The sins of all the war-lords burn in his heart. He sees the dreadnaughts scouring every main. He carries on his shawl-wrapped shoulders now The bitterness, the folly and the pain.
He cannot rest until a spirit-dawn Shall come; - the shining hope of Europe free: The league of sober folk, the Workers' Earth, Bringing long peace to Cornland, Alp and Sea.
It breaks his heart that kings must murder still, That all his hours of travail here for men Seem yet in vain. And who will bring white peace That he may sleep upon his hill again?
Yesterday was a long day. I opened Sisters and spent several hours doing paperwork and setting up the membership payment schedule for February. We've had a really good January so it was more complicated than usual. Then I was able to spent a couple of hours working on the small cross stitch that I had with me - between interruptions of course.
Then I treated myself to lunch at Galaxy Gardens - it's about 1/2 a block from Sisters and a favourite spot - before I headed up to the hospital for an appointment. First time I had met this particular doctor - he was very good, but he didn't get done what was planned because of some unexpected surprises. Sometimes growing older just plain sucks! So, I'm rebooked and we'll try again.
But, the day finished with craft night with Cynthia. She was doing dish cloths (she never seems to be able to keep a supply on hand) and I was working on Patchwork. I have one colour and the back stitching to do on square #8. I am really enjoying the progress I'm making on various projects.
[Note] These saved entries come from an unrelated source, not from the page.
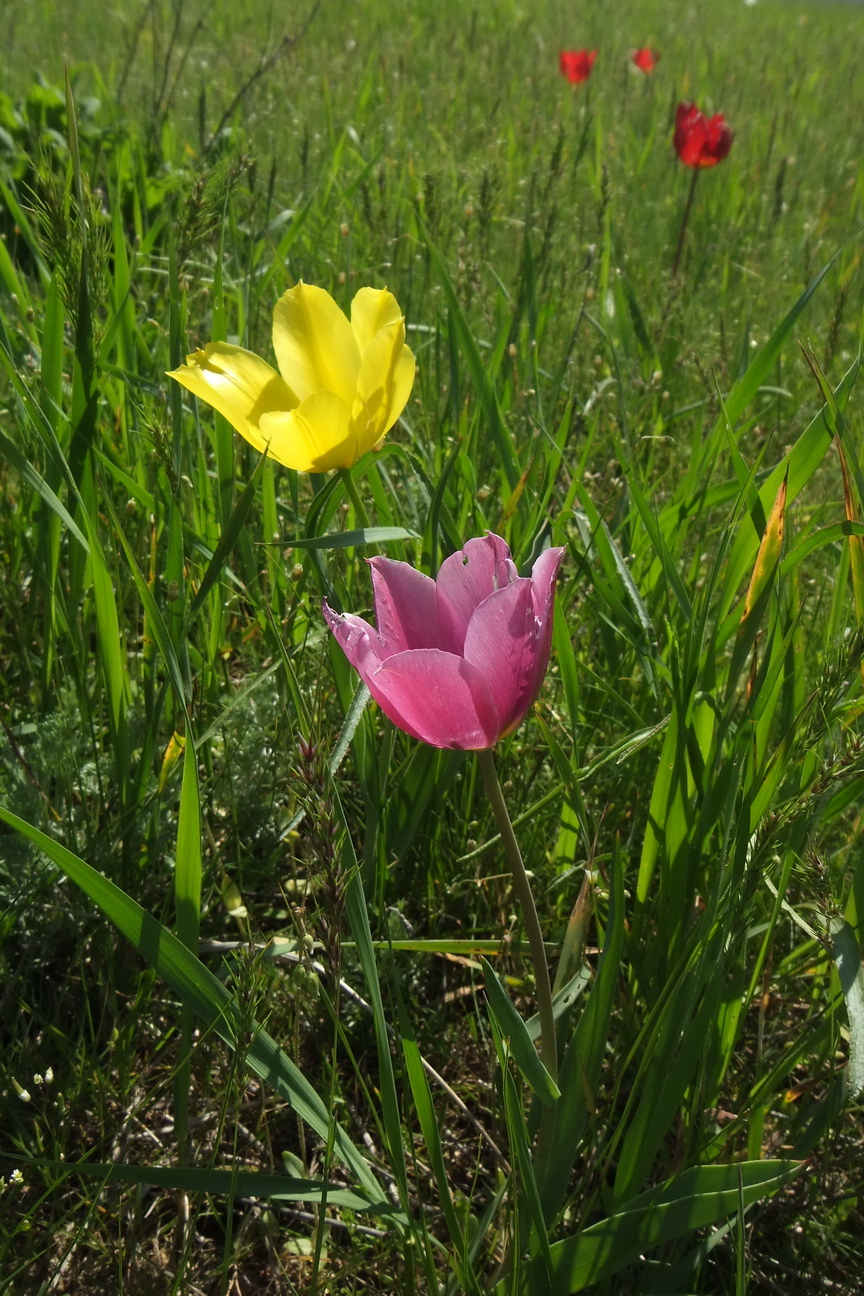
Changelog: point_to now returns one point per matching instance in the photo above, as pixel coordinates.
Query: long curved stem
(354, 495)
(684, 220)
(548, 1046)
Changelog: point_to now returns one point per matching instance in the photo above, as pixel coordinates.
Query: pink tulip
(456, 661)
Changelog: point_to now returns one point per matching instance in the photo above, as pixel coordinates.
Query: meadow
(271, 998)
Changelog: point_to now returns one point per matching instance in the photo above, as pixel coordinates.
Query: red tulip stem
(548, 1046)
(684, 220)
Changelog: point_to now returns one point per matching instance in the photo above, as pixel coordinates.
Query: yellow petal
(314, 344)
(372, 310)
(384, 385)
(315, 437)
(238, 384)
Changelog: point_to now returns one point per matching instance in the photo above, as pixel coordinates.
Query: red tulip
(645, 58)
(577, 64)
(701, 141)
(456, 661)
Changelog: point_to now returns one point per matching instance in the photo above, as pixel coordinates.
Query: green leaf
(516, 1032)
(354, 539)
(206, 995)
(847, 960)
(696, 1199)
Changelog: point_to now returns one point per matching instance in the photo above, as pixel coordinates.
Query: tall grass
(307, 1077)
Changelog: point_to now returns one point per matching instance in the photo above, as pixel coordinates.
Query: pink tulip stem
(685, 220)
(548, 1046)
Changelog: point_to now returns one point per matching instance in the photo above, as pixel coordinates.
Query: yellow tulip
(341, 384)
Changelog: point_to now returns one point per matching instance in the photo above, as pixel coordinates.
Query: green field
(270, 1018)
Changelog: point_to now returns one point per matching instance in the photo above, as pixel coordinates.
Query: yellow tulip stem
(548, 1045)
(350, 485)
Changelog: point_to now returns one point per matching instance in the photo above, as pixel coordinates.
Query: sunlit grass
(184, 739)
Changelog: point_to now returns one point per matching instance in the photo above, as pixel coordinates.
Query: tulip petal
(406, 604)
(356, 639)
(315, 437)
(384, 384)
(315, 345)
(238, 384)
(468, 577)
(372, 310)
(438, 697)
(501, 642)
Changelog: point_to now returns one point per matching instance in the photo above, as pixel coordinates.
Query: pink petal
(544, 574)
(406, 604)
(437, 697)
(468, 577)
(501, 643)
(356, 639)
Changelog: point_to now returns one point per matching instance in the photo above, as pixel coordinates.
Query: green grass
(241, 918)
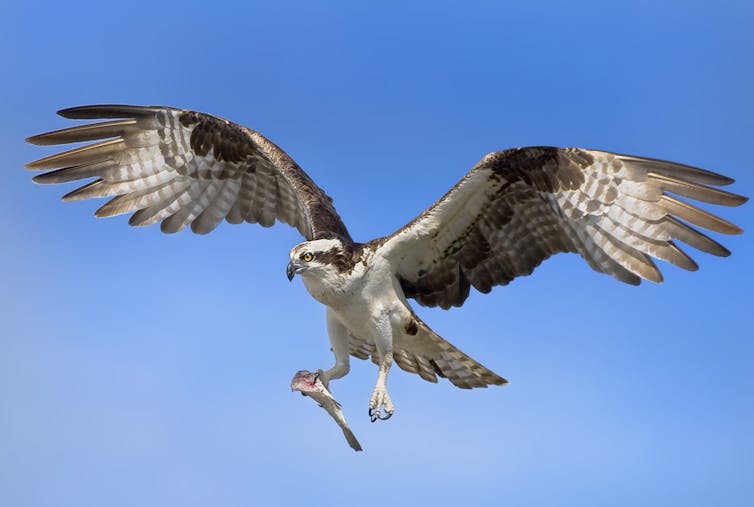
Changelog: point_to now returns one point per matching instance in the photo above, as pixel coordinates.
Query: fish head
(304, 381)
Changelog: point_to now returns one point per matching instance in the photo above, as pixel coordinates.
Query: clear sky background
(151, 370)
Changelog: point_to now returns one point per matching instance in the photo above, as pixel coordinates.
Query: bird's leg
(380, 398)
(339, 344)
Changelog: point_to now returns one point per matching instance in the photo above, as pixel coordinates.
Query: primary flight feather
(513, 210)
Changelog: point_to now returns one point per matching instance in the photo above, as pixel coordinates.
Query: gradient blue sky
(151, 370)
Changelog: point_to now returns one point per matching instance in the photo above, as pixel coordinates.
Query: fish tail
(351, 439)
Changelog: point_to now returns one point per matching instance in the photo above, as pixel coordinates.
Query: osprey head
(322, 256)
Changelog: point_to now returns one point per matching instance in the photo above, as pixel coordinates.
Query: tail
(427, 354)
(420, 350)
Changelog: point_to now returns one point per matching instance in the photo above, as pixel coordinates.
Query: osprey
(513, 210)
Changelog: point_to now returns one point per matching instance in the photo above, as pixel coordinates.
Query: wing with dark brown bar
(518, 207)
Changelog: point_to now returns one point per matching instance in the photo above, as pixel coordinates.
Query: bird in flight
(513, 210)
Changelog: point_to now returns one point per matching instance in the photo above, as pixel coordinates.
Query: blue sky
(143, 369)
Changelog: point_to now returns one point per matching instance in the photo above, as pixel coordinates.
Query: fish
(311, 385)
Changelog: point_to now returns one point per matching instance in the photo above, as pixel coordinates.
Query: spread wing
(518, 207)
(184, 168)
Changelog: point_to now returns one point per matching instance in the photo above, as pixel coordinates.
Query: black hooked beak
(292, 270)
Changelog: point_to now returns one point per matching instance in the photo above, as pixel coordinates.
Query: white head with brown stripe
(322, 263)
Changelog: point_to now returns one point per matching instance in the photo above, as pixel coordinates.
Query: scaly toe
(380, 403)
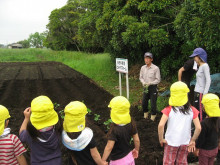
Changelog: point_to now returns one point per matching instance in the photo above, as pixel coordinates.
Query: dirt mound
(21, 82)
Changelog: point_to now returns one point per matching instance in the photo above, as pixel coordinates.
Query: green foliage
(197, 24)
(36, 40)
(63, 27)
(25, 43)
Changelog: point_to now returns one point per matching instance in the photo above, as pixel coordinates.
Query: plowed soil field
(22, 82)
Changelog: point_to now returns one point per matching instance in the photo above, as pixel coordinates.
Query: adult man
(149, 77)
(185, 75)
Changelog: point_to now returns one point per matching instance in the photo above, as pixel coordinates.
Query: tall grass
(99, 67)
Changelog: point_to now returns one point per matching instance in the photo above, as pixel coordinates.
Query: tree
(130, 28)
(36, 40)
(63, 27)
(25, 43)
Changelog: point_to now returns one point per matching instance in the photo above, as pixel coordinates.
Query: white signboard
(122, 65)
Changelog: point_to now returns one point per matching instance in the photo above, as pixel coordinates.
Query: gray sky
(20, 18)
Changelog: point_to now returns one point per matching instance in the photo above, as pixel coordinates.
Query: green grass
(99, 67)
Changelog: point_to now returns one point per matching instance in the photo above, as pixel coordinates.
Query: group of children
(179, 116)
(43, 132)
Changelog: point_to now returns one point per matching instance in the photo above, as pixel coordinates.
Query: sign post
(122, 67)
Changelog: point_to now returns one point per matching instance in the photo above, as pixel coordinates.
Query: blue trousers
(152, 96)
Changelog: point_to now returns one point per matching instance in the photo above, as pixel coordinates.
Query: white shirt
(179, 126)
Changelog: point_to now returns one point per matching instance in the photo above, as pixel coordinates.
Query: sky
(20, 18)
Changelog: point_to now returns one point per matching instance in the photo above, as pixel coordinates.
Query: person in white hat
(178, 116)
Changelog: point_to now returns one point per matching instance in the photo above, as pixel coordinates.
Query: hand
(162, 142)
(135, 153)
(191, 146)
(27, 113)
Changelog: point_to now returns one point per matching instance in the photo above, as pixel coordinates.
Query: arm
(27, 113)
(21, 160)
(180, 72)
(207, 79)
(108, 148)
(195, 135)
(96, 156)
(137, 145)
(161, 125)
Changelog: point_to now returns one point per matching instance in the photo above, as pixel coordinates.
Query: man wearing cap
(149, 77)
(203, 79)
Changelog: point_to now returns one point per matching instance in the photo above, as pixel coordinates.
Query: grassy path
(98, 67)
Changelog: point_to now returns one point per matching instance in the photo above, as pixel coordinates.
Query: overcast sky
(20, 18)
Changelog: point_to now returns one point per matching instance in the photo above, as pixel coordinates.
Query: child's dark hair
(34, 133)
(183, 109)
(74, 135)
(212, 122)
(113, 125)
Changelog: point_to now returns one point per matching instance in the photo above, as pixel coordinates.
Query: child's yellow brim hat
(4, 114)
(74, 120)
(178, 94)
(120, 110)
(211, 104)
(43, 113)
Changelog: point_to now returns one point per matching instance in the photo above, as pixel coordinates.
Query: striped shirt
(10, 148)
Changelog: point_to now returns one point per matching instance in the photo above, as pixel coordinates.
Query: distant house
(15, 46)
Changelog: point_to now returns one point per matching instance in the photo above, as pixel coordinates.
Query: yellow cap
(178, 94)
(74, 120)
(120, 110)
(4, 114)
(211, 104)
(43, 113)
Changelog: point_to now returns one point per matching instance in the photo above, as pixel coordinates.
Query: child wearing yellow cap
(207, 143)
(78, 138)
(178, 116)
(40, 130)
(11, 148)
(123, 128)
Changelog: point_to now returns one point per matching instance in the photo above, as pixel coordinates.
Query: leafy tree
(87, 33)
(63, 27)
(130, 28)
(25, 43)
(36, 40)
(197, 24)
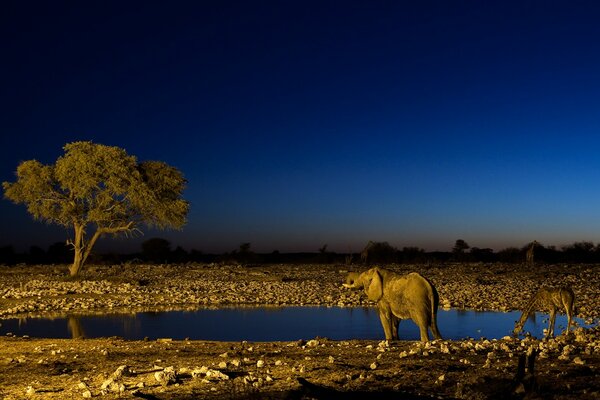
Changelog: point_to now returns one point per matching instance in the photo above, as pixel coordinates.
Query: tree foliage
(99, 186)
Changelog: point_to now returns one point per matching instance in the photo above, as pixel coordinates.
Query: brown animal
(399, 297)
(552, 300)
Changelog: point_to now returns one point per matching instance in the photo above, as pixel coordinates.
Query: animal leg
(386, 321)
(569, 310)
(424, 333)
(434, 329)
(551, 324)
(395, 323)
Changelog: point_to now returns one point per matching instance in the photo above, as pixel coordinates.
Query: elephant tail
(435, 300)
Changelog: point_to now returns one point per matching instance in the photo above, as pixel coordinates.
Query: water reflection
(270, 324)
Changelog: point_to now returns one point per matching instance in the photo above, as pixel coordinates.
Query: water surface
(271, 324)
-- I am a gentleman in a dustcoat trying To make you hear. Your ears are soft and small And listen to an old man not at all, They want the young men's whispering and sighing. But see the roses on your trellis dying And hear the spectral singing of the moon; For I must have my lovely lady soon, I am a gentleman in a dustcoat trying.
-- I am a lady young in beauty waiting Until my truelove comes, and then we kiss. But what grey man among the vines is this Whose words are dry and faint as in a dream? Back from my trellis, Sir, before I scream! I am a lady young in beauty waiting.